Efficient de novo assembly of telomere-to-centromere human genomes
50% improvement in NG50 of the nanopore human genome assembly was achieved with current Shasta v0.4 vs. the original Shasta version – from ~20 Mb to ~30 Mb; with ultra-long reads this almost doubled to ~58 Mb.
Human genome assembly time reduced to ~3h with current Guppy basecaller and Shasta v0.4, compared to 6h originally described in their Nature Biotech. publication.
Benedict: “with Shasta and PromethION sequencing, we think that we are achieving efficient, cost-effect, highly contiguous de novo assembly, and making that a practical reality”.

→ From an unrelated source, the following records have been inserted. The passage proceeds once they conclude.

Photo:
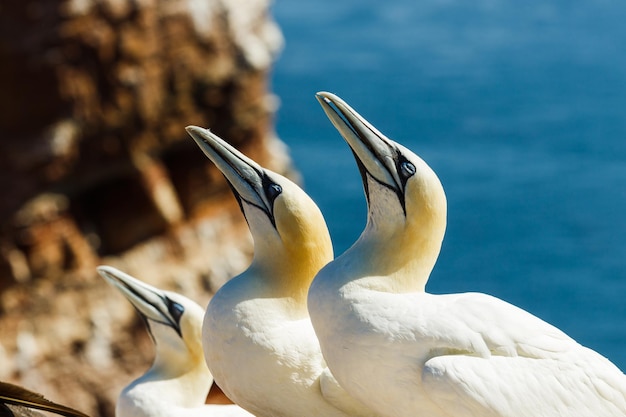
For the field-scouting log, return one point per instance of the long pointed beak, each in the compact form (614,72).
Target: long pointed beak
(376,153)
(152,303)
(248,179)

With ultra-long nanopore sequencing, telomere-to-centromere chromosome arm assembly is possible for the majority of chromosome arms.
With their diplotyping pipeline, SNV calling performance ‘was actually better than [on] short-read [data]...which is really exciting’.
Benedict: ‘in regions that are defined as low mappability, we clearly have an advantage’; short-read data maps less well than nanopore data, explaining the poorer SNV calling.
This is the first demonstration that long-read diplotyping can outperform short-read genotyping.
Introducing the Human Pangenome project, Benedict explained: ‘Genomics is failing on diversity – we need to increase the number of complete genomes that we have from a diversity of different human populations, to more fully understand our genetic heritage’.